The real question I suppose, is where are these rallying reinforcements when we go about our daily, mundane grind? Busy with their own lives, no doubt, but busy doing what? What exactly are we all so busy doing? The stuff that really matters, or are we spending our limited time and energy reacting to things that have no lasting impact on our lives? The driver that was going at a snail's pace. The long queue at the grocery store. The meeting that ran overtime. The neighbour who keeps their lawn in disarray. Irksome at worst. But so what? Will complaining about it make that uncomfortable feeling go away? It might temporarily ease our level of frustration, but then what?

What if we took a different perspective? That slow driver is your newly licensed teen who just passed his driver's test and is taking the car out alone for the first time. The grocery line backed up when your elderly aunt dumped her roll of nickels on the belt and insisted on counting out the exact change. Your favourite colleague-turned-manager worked through lunch and is having a tough day and lost track of time-keeping during that meeting. Your best friend hasn't cut their grass as they have been burning the midnight oil as a single mum working full time and trying to hold on to the only home her kids have known. When we look at our day-to-day interactions and see all of the people we interact with as real people, with real feelings like us, it suddenly becomes so easy to live with purpose.

Living with purpose is like activating a filter that scrutinizes everything you are allowing to enter into your life: your people, your environment, your job (or pursuit of one), your reactions to situations within and beyond your control, what you learn from and teach others, how you feel when you wake up each morning, and what you ponder as your head hits the pillow each night. Actively taking stock of these things helps you weed out the nonsense from the things that actually matter - the things that you will think of when faced with end of life.
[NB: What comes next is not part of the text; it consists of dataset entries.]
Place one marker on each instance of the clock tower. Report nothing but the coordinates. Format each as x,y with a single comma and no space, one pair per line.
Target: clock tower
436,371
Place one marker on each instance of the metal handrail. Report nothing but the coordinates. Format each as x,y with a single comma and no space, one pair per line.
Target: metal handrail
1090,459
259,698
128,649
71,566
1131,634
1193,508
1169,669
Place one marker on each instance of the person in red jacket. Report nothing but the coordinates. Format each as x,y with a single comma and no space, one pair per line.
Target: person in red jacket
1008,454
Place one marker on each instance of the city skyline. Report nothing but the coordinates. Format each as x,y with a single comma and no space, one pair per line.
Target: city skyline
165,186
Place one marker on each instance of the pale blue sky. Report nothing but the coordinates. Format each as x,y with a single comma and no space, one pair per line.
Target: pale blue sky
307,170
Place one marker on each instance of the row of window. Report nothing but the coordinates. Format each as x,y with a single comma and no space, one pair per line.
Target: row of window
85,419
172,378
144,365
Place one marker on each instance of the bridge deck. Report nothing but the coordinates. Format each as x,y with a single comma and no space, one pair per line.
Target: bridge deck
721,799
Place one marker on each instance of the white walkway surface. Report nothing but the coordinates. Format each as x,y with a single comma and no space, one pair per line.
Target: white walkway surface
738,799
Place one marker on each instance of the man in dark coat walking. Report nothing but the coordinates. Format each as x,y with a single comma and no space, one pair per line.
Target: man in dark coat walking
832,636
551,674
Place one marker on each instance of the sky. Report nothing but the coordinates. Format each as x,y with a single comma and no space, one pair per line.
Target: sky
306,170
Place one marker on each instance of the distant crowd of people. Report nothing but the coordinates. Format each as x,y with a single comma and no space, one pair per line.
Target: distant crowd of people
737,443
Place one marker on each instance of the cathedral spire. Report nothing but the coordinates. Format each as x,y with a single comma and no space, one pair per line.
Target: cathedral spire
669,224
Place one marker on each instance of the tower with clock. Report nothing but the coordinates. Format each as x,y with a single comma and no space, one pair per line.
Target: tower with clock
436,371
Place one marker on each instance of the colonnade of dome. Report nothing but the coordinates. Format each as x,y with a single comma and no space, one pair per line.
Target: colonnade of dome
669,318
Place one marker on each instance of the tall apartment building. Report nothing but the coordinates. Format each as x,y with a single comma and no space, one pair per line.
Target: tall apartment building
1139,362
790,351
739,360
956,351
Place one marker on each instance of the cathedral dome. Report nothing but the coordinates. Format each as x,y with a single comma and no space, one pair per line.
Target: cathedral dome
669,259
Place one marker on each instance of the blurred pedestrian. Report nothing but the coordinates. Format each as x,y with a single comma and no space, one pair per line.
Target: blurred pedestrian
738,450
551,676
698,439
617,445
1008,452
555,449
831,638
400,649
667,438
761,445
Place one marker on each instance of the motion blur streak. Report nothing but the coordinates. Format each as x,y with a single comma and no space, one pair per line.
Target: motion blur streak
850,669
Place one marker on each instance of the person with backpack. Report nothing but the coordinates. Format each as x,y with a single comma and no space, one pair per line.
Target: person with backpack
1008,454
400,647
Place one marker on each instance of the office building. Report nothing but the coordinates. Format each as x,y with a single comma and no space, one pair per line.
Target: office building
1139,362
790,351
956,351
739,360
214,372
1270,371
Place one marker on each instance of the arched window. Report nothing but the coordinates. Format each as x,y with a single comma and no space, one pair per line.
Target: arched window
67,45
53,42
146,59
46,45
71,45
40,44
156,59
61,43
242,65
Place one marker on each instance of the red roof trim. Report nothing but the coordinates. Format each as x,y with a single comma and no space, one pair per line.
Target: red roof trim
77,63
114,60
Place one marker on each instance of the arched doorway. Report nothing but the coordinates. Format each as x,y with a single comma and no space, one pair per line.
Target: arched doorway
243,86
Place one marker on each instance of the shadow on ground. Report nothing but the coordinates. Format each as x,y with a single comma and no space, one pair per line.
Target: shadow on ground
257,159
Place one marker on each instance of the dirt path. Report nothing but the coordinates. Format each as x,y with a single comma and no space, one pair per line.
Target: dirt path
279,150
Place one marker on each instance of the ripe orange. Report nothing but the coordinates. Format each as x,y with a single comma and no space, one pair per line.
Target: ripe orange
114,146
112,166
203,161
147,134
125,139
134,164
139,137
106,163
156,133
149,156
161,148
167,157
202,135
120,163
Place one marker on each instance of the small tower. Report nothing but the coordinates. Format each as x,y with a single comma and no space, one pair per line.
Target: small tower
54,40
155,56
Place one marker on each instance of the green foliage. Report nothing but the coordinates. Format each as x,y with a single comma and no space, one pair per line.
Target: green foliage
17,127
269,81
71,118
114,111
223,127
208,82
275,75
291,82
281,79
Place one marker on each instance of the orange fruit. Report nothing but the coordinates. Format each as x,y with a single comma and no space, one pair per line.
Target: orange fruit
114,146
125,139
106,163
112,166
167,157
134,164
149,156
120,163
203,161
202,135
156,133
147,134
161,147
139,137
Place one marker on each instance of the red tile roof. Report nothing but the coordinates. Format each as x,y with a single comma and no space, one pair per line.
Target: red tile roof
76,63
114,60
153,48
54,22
If you can see these things now, today, and start injecting them into your daily life, then you have already lived more than most people who will carry on to old age.
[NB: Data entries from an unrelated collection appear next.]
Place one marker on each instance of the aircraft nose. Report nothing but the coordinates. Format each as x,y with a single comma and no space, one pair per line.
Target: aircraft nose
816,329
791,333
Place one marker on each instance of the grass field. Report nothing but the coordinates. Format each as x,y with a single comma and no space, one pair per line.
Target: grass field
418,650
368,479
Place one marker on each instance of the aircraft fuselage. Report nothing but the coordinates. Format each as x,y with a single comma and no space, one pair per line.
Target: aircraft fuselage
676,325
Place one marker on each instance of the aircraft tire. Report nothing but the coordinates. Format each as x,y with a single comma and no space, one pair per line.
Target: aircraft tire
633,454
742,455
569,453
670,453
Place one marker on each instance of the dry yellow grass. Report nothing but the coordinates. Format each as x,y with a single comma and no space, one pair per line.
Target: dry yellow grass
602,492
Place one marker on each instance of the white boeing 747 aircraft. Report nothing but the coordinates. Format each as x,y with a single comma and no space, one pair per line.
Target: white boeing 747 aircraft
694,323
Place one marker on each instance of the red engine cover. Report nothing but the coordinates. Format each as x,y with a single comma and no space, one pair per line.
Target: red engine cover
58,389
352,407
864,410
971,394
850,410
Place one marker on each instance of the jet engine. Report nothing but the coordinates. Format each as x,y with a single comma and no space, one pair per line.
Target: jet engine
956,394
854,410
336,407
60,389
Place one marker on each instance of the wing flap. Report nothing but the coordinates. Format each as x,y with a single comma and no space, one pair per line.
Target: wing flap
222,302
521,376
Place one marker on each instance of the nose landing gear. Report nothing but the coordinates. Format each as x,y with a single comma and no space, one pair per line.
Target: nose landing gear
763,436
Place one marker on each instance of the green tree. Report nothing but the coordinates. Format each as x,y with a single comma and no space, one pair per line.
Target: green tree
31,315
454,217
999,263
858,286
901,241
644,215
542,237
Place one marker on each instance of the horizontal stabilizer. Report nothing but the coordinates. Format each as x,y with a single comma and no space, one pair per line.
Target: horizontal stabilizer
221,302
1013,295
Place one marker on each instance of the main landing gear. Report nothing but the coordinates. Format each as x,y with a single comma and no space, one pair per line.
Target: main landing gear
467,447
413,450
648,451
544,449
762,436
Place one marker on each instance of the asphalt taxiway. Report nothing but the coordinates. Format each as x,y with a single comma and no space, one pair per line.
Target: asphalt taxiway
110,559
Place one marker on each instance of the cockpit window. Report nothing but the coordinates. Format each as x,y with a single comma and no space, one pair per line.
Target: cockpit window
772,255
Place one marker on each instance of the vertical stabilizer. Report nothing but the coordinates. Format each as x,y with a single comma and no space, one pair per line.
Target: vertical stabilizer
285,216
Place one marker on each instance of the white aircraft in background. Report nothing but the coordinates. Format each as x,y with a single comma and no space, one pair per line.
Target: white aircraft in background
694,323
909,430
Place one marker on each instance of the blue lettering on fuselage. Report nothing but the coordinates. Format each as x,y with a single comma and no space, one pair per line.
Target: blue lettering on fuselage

The one gem I've learned from my brief confrontation with my mortality is that my people really are out there - I just wasn't seeing them or letting them fully see me. My life was being lived through foggy lenses, and I was too distracted to stop and give them a good cleaning. It was only when my glasses were suddenly knocked off my nose, twisted, and stuck in a murky puddle in the summer's heat that I was forced to fish them out and examine them closely. Then I saw them for what they were. Mud-caked, imperfect, but not broken.

I try to keep my glasses clean now, and adjust them from time to time to ensure a snug fit. My vision has never been clearer. And I think Dani would be proud.

Comments

  1. How beautifully written Ellen, and a wake-up piece for a lot of people (your mom as well!)....love your writing, always!